El oficial del tesoro se sintió avergonzado pero pensó para sí «Estos aristócratas a menudo son frágiles».
Xie Beihan no perdió tiempo y fue a indagar sobre la situación con los funcionarios locales.
El Condado de Shouling estaba solo a dos días de viaje de la capital, y los viajeros a menudo descansaban allí, lo que le daba una importancia estratégica.
Por lo tanto, Ye Siheng había enviado gente para asegurar que el desastre en el Condado de Shouling fuera tratado prontamente.
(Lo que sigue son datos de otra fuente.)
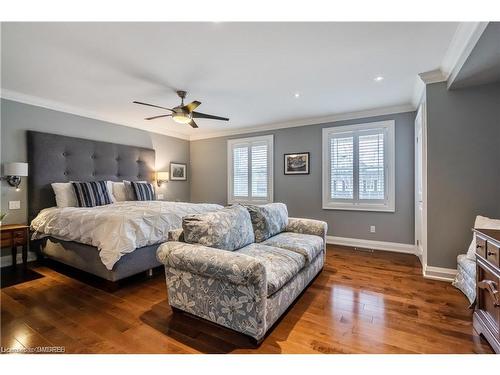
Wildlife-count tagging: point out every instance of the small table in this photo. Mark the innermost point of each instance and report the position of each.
(14, 235)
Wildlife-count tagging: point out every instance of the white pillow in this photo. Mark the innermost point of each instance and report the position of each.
(65, 194)
(129, 190)
(482, 222)
(119, 191)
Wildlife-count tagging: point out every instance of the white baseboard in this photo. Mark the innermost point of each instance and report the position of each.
(429, 272)
(6, 260)
(373, 245)
(439, 273)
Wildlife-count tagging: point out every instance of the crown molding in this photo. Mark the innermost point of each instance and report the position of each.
(61, 107)
(432, 76)
(309, 121)
(463, 42)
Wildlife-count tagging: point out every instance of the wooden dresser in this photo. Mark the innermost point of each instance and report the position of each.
(487, 311)
(14, 235)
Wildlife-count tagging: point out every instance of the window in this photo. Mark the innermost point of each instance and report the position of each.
(250, 170)
(358, 167)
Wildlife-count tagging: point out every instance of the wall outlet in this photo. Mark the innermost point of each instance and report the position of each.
(14, 205)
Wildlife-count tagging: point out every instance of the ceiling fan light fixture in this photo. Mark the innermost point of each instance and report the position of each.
(181, 118)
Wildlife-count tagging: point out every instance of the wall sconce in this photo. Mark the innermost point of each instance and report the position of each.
(161, 177)
(13, 173)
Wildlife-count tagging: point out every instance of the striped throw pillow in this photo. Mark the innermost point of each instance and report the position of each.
(144, 191)
(91, 194)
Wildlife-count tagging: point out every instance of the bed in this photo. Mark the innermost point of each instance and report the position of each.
(113, 241)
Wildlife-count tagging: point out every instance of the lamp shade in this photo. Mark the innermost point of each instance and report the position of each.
(15, 169)
(162, 176)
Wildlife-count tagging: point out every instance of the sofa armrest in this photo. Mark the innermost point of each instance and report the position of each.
(176, 235)
(222, 265)
(307, 226)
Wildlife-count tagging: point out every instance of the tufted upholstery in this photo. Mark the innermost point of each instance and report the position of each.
(57, 158)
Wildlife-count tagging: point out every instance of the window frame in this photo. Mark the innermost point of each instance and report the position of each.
(249, 141)
(388, 204)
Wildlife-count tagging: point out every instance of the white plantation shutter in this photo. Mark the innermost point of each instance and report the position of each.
(371, 166)
(358, 167)
(341, 168)
(240, 171)
(259, 171)
(250, 167)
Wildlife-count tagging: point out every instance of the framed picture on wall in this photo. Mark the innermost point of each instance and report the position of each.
(297, 163)
(178, 172)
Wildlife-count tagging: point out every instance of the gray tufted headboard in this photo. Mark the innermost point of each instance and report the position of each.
(57, 158)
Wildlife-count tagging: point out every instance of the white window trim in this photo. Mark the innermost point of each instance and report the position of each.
(269, 139)
(389, 204)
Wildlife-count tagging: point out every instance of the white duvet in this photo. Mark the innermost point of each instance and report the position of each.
(118, 228)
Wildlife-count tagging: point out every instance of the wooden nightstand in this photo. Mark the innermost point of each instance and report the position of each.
(14, 235)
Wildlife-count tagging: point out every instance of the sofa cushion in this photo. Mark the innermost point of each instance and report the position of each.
(268, 220)
(281, 265)
(227, 229)
(305, 244)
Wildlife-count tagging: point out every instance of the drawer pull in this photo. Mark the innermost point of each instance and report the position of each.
(491, 287)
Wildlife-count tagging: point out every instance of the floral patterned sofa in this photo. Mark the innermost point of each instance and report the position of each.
(243, 266)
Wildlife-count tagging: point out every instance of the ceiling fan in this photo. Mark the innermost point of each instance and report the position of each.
(183, 114)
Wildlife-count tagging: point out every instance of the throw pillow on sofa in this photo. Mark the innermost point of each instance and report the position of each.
(268, 219)
(226, 229)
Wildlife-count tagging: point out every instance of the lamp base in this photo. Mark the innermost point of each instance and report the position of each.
(14, 181)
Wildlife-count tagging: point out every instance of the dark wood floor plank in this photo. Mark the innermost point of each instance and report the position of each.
(362, 302)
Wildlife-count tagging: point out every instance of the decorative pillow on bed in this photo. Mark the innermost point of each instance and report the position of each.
(226, 229)
(144, 191)
(119, 191)
(482, 222)
(91, 194)
(129, 190)
(268, 219)
(65, 194)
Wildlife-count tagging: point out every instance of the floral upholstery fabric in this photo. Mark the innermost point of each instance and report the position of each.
(246, 290)
(227, 229)
(465, 280)
(212, 263)
(281, 265)
(307, 245)
(277, 304)
(268, 220)
(176, 235)
(307, 226)
(228, 288)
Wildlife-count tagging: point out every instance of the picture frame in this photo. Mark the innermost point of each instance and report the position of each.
(296, 163)
(178, 172)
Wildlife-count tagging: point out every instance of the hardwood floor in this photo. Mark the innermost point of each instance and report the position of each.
(362, 302)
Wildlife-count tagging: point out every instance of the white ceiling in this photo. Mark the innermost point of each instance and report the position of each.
(248, 72)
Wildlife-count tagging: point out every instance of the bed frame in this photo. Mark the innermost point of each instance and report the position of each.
(57, 158)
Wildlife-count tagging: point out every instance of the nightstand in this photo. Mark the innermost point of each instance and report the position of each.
(14, 235)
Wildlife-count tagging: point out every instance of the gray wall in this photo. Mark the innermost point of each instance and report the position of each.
(302, 193)
(17, 117)
(463, 166)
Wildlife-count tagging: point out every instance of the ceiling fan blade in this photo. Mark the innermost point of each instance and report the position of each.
(154, 117)
(192, 106)
(152, 105)
(204, 115)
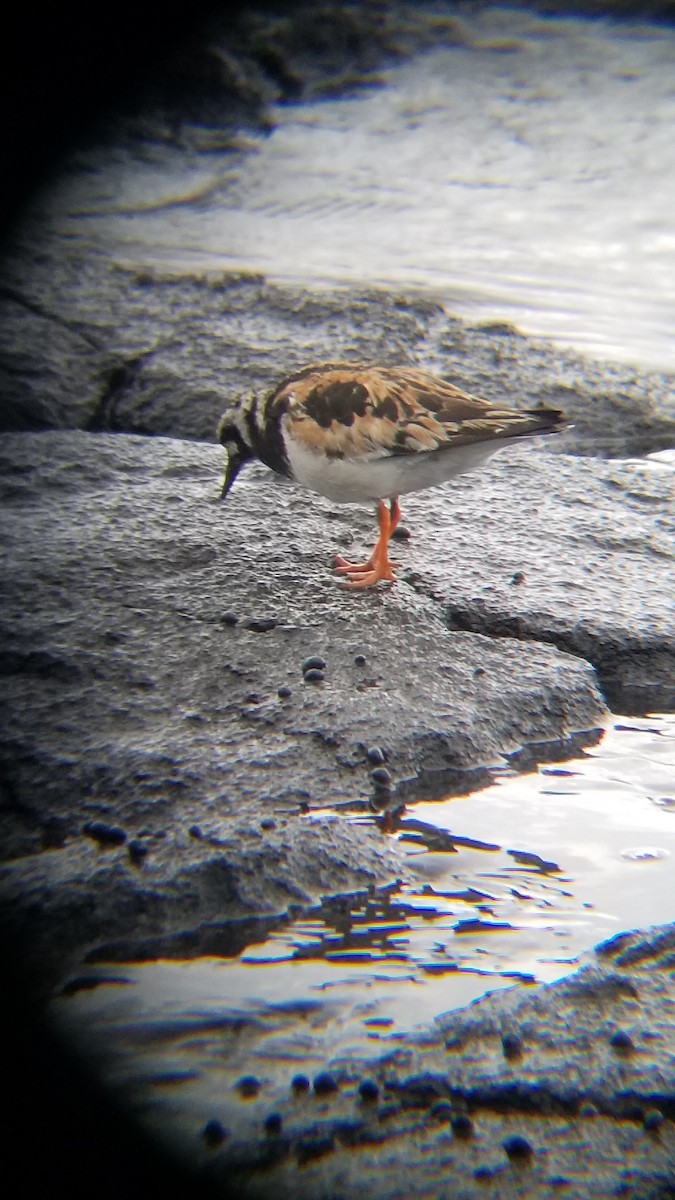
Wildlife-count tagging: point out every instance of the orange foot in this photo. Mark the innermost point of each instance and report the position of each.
(378, 567)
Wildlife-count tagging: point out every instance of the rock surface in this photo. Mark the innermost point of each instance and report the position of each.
(88, 345)
(567, 1090)
(148, 630)
(161, 751)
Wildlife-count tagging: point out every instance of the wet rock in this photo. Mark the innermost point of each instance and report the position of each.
(144, 514)
(314, 676)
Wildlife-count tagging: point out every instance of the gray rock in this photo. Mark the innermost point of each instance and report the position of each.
(93, 346)
(133, 699)
(571, 1113)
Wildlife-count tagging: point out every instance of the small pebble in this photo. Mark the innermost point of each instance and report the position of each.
(324, 1084)
(53, 832)
(315, 675)
(518, 1147)
(214, 1133)
(484, 1173)
(105, 834)
(314, 663)
(137, 851)
(381, 777)
(621, 1042)
(375, 755)
(463, 1126)
(441, 1110)
(512, 1045)
(653, 1120)
(249, 1086)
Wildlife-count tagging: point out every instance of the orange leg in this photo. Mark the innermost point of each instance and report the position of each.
(378, 567)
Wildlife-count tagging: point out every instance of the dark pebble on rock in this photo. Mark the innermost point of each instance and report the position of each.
(314, 676)
(463, 1126)
(262, 624)
(249, 1086)
(314, 663)
(512, 1045)
(137, 851)
(53, 833)
(381, 777)
(653, 1120)
(518, 1147)
(214, 1133)
(375, 755)
(324, 1084)
(105, 834)
(621, 1042)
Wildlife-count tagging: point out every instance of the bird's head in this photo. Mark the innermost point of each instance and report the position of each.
(233, 435)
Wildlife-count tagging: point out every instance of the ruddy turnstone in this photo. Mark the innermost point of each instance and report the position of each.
(359, 433)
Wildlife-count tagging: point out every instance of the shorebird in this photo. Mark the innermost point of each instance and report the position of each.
(365, 433)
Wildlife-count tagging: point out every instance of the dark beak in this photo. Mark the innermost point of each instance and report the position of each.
(236, 460)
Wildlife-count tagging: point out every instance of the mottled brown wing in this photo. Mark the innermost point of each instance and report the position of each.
(351, 409)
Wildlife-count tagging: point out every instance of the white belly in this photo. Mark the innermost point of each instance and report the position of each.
(358, 481)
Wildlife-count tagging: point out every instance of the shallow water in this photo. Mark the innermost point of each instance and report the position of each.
(527, 175)
(512, 885)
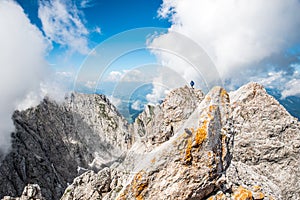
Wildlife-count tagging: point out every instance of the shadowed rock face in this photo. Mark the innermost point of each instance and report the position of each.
(53, 142)
(241, 145)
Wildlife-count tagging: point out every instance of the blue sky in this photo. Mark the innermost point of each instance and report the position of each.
(107, 46)
(52, 47)
(110, 17)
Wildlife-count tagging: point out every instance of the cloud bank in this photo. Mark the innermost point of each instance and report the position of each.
(22, 64)
(241, 37)
(62, 23)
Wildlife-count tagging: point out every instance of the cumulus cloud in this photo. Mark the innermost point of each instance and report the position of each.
(239, 36)
(62, 23)
(115, 101)
(287, 83)
(133, 75)
(137, 105)
(22, 63)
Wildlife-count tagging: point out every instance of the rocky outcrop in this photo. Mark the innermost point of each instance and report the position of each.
(267, 144)
(31, 192)
(55, 143)
(191, 164)
(157, 124)
(241, 145)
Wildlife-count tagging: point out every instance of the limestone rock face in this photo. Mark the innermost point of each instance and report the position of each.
(53, 143)
(31, 192)
(266, 145)
(89, 186)
(157, 124)
(241, 145)
(190, 165)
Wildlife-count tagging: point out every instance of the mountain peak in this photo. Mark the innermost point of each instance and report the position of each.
(192, 146)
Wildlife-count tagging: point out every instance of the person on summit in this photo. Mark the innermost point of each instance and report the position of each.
(192, 83)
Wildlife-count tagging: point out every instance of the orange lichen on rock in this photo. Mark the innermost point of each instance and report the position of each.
(135, 188)
(139, 185)
(225, 95)
(256, 188)
(153, 160)
(201, 133)
(243, 194)
(258, 195)
(188, 152)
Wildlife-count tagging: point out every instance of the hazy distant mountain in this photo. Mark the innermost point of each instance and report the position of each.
(241, 145)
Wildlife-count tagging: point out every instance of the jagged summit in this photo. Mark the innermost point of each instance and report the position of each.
(241, 145)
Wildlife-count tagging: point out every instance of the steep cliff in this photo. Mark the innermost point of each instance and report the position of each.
(53, 143)
(241, 145)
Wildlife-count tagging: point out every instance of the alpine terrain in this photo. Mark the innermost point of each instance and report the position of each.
(237, 145)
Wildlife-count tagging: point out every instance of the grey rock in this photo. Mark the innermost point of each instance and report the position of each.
(157, 124)
(52, 141)
(31, 192)
(241, 145)
(266, 144)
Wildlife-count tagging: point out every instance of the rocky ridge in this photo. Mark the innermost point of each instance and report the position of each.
(54, 143)
(241, 145)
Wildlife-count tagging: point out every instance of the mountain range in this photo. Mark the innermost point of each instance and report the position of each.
(238, 145)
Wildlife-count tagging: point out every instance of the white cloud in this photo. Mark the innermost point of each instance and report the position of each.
(86, 3)
(237, 35)
(287, 84)
(90, 84)
(22, 63)
(292, 88)
(133, 75)
(114, 76)
(115, 101)
(137, 105)
(62, 24)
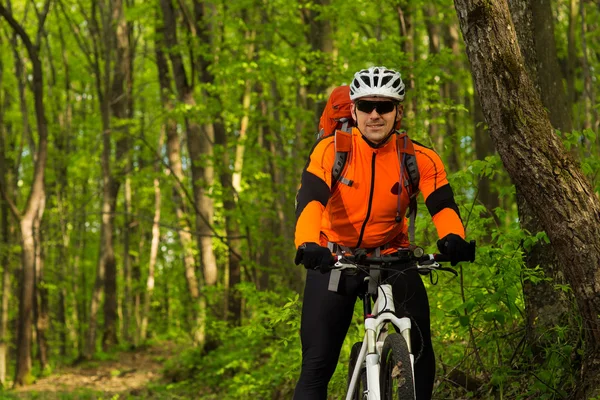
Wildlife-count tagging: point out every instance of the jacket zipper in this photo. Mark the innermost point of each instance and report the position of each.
(362, 230)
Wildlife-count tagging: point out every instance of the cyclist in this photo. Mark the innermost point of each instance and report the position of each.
(364, 211)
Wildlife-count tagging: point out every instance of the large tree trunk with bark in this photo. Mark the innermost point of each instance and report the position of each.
(545, 305)
(553, 184)
(34, 208)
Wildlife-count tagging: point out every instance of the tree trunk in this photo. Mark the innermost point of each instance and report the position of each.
(42, 318)
(545, 305)
(196, 145)
(4, 234)
(33, 208)
(404, 9)
(151, 262)
(554, 186)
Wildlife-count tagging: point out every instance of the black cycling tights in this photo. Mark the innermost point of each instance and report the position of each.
(326, 317)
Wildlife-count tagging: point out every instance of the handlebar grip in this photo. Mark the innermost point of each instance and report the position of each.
(470, 257)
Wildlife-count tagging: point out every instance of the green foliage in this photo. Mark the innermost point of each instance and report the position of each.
(254, 360)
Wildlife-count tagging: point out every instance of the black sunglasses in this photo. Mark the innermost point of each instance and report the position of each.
(382, 107)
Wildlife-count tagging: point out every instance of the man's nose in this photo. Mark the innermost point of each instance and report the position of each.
(374, 114)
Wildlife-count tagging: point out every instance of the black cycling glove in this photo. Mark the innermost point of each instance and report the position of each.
(314, 256)
(457, 248)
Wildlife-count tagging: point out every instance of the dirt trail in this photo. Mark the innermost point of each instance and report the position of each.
(130, 374)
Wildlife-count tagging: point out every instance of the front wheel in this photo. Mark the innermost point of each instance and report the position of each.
(396, 377)
(360, 388)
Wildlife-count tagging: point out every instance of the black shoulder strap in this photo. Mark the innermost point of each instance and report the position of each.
(408, 162)
(343, 146)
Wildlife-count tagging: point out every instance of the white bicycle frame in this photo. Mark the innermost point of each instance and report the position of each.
(375, 334)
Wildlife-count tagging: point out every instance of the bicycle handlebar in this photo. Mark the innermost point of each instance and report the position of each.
(426, 262)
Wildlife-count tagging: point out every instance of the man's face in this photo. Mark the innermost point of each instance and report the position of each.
(375, 116)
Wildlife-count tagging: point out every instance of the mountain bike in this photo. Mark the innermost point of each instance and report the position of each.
(382, 365)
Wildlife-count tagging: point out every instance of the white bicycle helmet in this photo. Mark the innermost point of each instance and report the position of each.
(377, 82)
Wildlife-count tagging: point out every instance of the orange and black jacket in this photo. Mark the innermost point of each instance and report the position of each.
(363, 215)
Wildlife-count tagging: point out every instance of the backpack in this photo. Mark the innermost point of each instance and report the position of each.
(336, 120)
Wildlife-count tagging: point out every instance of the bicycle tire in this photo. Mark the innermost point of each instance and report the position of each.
(361, 384)
(396, 376)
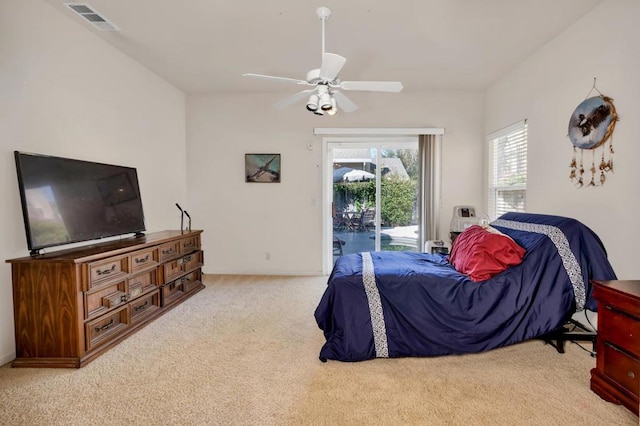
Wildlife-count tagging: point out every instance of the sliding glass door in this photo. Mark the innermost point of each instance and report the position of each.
(373, 190)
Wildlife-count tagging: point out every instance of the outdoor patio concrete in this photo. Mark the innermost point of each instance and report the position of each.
(400, 238)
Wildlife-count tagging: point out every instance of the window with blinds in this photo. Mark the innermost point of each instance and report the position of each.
(508, 170)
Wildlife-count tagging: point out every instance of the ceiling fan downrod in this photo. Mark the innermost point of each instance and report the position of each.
(323, 13)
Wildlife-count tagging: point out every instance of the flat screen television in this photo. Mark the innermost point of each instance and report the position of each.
(67, 201)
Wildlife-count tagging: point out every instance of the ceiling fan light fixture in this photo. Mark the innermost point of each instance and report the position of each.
(325, 101)
(312, 104)
(334, 107)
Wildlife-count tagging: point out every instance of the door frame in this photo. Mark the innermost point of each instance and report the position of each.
(336, 142)
(327, 172)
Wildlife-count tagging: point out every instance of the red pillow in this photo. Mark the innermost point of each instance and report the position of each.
(482, 254)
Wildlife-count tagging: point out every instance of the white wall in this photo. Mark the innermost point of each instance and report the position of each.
(546, 88)
(244, 221)
(65, 92)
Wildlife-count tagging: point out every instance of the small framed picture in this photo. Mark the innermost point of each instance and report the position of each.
(262, 168)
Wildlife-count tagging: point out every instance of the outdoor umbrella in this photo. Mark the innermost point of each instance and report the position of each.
(350, 174)
(357, 175)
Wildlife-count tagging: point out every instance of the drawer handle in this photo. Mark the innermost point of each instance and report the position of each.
(104, 327)
(106, 271)
(141, 307)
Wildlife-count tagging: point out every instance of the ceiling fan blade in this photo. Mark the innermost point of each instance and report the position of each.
(343, 102)
(375, 86)
(271, 77)
(331, 66)
(293, 99)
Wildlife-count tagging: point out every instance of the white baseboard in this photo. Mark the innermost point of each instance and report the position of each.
(5, 359)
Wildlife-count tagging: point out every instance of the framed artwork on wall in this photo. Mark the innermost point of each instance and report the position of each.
(263, 168)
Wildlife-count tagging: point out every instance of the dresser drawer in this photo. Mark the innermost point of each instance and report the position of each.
(168, 251)
(621, 330)
(105, 328)
(105, 298)
(145, 305)
(107, 271)
(193, 261)
(190, 244)
(622, 368)
(143, 283)
(144, 259)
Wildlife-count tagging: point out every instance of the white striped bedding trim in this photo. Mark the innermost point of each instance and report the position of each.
(569, 260)
(375, 307)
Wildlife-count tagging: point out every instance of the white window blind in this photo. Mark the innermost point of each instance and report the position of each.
(508, 170)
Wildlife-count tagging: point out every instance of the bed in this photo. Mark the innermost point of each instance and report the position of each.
(407, 304)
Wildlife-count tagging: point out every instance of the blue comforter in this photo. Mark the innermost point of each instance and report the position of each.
(399, 304)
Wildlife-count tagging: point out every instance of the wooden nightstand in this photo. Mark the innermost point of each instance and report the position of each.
(616, 377)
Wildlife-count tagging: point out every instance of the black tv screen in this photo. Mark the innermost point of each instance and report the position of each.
(67, 201)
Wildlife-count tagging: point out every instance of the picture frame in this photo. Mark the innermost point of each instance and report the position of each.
(262, 168)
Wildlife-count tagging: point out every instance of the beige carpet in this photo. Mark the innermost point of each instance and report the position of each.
(244, 351)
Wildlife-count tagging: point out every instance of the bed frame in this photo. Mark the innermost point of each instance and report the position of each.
(572, 330)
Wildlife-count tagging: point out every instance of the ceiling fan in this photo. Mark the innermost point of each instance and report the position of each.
(325, 95)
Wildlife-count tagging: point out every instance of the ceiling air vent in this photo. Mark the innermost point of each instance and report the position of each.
(87, 12)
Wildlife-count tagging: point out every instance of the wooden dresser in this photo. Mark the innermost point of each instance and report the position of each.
(616, 377)
(72, 305)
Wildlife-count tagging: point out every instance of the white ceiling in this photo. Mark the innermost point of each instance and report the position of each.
(206, 45)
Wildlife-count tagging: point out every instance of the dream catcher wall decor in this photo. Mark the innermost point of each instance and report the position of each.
(591, 126)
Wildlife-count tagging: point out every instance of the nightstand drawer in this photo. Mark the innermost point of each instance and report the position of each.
(621, 330)
(622, 368)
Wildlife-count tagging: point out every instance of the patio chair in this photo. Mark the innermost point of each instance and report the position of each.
(367, 220)
(337, 246)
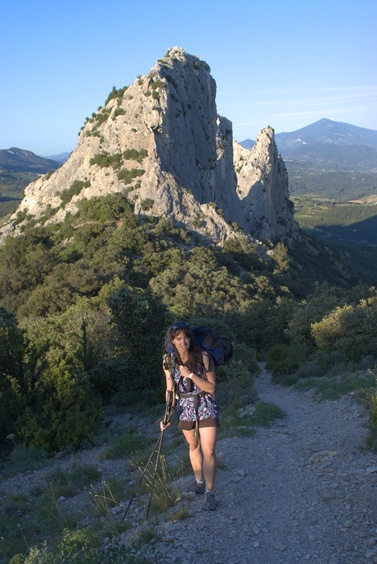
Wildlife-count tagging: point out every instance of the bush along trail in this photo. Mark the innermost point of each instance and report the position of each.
(303, 489)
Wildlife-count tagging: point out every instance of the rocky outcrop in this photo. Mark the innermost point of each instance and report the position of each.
(263, 190)
(161, 143)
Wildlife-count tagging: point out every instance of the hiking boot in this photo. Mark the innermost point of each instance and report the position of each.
(198, 487)
(209, 501)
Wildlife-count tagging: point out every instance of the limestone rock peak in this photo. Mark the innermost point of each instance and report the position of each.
(161, 143)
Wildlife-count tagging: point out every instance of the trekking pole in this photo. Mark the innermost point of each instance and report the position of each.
(166, 419)
(142, 476)
(155, 473)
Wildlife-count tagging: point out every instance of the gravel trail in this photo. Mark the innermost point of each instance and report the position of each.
(302, 490)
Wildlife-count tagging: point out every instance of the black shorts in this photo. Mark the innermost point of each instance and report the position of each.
(189, 425)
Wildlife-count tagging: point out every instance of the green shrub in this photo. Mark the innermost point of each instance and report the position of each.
(283, 360)
(62, 410)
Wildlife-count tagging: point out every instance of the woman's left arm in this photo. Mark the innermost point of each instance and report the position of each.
(207, 384)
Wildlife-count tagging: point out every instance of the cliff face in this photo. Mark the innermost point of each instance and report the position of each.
(161, 142)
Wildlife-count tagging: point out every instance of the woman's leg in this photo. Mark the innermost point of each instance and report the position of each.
(208, 436)
(195, 453)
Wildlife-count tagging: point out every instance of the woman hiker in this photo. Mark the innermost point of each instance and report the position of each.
(190, 376)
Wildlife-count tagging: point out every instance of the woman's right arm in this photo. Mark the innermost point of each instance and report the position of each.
(169, 389)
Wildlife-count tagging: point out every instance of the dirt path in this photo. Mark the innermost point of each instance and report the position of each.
(302, 490)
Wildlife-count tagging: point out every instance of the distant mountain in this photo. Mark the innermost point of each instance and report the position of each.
(19, 160)
(169, 151)
(329, 145)
(60, 157)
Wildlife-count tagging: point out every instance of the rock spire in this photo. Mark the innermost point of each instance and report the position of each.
(161, 143)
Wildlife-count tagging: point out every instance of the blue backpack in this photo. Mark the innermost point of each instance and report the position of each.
(209, 340)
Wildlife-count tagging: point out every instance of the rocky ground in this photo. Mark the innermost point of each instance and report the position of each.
(304, 489)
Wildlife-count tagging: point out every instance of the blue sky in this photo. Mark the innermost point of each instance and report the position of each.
(281, 63)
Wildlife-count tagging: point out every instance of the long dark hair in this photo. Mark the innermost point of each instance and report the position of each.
(194, 352)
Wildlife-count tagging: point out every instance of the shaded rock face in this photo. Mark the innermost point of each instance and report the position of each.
(161, 142)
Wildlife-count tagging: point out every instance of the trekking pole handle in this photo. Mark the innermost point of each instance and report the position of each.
(169, 405)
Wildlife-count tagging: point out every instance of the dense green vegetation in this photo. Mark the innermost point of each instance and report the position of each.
(341, 186)
(353, 223)
(85, 305)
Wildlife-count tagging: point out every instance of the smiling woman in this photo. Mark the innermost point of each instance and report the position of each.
(190, 377)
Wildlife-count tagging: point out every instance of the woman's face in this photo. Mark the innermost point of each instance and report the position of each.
(181, 343)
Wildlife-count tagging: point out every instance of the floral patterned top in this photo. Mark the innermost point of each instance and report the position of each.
(187, 409)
La gente desplazada ya había sido reubicada, y ahora el enfoque estaba en reconstruir casas y cavar canales de agua para prevenir futuras inundaciones.
Los funcionarios del Ministerio de Obras, seleccionados a mano por Ye Siheng, eran hábiles organizando tareas, mientras que Xie Beihan era principalmente responsable de manejar gastos.
Aunque no le gustaba estudiar, tras haber sido hermanos con Chu Shuo por muchos años, manejar las finanzas no era demasiado difícil para él.
La construcción progresaba tal como estaba programada, con algunos pobladores también ofreciéndose voluntarios para ayudar.
Sin embargo, los problemas surgieron a los dos días.
Una mañana temprano, el capataz encontró dos pobladores muertos dentro de una casa sin terminar, sus cuerpos mutilados y con sangre por todas partes.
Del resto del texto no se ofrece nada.